Un mes antes, el 4 de noviembre de 1975, Córdoba había sido secuestrado por primera vez. Una patota de civil, con capuchas y armas cortas y largas, irrumpió en la madrugada en la casa donde vivía con su hermano, Marco Aurelio Ramón, y otras personas, y se lo llevaron vendado. Fue liberado al día siguiente por gestiones de su hermano ante autoridades militares y apareció en la casa familiar muy golpeado.

Su caso fue investigado durante el juicio oral por el Operativo Independencia por el que en 2017 resultó condenado a perpetua Roberto Albornoz, quien fue jefe de la Zona Capital de la Policía tucumana, y otros oficiales de la policía provincial y el Ejército.

El Pozo

El Pozo se ubica a unos pocos kilómetros del centro de San Miguel y toma el nombre de la familia Vargas, propietaria del terreno.

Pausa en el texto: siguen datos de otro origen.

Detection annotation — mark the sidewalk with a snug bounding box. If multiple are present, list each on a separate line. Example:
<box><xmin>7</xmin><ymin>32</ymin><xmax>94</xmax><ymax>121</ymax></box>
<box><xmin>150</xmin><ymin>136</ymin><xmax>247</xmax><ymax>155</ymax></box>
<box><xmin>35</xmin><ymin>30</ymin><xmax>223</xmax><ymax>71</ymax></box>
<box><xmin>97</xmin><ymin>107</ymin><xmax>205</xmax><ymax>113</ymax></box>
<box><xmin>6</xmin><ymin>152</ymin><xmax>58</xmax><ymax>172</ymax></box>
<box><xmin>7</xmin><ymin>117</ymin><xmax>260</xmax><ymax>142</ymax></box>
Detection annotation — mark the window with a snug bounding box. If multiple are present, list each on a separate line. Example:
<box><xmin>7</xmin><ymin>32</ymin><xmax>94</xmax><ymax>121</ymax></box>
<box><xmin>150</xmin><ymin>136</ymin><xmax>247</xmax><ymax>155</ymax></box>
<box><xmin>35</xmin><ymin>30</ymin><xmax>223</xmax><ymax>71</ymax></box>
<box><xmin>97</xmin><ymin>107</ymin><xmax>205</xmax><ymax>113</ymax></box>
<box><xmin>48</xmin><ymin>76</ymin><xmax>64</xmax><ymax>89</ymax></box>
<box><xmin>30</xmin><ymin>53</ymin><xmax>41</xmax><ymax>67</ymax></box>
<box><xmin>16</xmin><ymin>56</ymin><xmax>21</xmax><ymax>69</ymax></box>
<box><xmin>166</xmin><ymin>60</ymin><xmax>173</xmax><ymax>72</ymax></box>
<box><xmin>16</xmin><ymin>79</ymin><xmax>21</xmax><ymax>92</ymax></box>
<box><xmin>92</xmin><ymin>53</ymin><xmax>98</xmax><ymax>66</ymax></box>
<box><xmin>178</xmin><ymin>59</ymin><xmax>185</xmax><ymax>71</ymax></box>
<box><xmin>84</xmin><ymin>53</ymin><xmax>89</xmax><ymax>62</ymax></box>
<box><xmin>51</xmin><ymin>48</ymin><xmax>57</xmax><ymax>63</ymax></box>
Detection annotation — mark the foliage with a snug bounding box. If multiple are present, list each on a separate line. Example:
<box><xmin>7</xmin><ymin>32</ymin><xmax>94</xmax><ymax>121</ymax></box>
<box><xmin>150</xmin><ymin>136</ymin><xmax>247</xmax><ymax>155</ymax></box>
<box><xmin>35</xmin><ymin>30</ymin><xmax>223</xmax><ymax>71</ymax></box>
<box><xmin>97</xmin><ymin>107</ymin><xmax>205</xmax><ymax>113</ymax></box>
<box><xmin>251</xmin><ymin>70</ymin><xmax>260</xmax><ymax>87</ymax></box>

En 2015 fue señalizado por la Secretaría de Derechos Humanos de la Nación como Sitio de Memoria. Se trata de un pozo realizado alrededor de 1870 o 1880 de tres metros de diámetro y unos 40 metros de profundidad que se utilizaba para abastecer de agua a las máquinas de los trenes a vapor.

José Edgardo es la víctima 114 en ser identificada en el Pozo de Vargas, en su mayoría estuvieron previamente cautivas en “La Escuelita de Famaillá”, Jefatura de Policía de Tucumán y el Arsenal Miguel de Azcuénaga.

El CAMIT retomó hace unos pocos meses los trabajos para excavar los últimos 5 metros y así completar toda su profundidad tras permanecer prácticamente parado entre 2015 y 2020 por falta de financiamiento.

Estos últimos metros representan una mayor dificultad ya que hay que reemplazar las bombas para desagotar el agua que se acumula a más de 35 metros de profundidad. En mayo, el gobierno nacional y provincial garantizaron el presupuesto para retomar las excavaciones.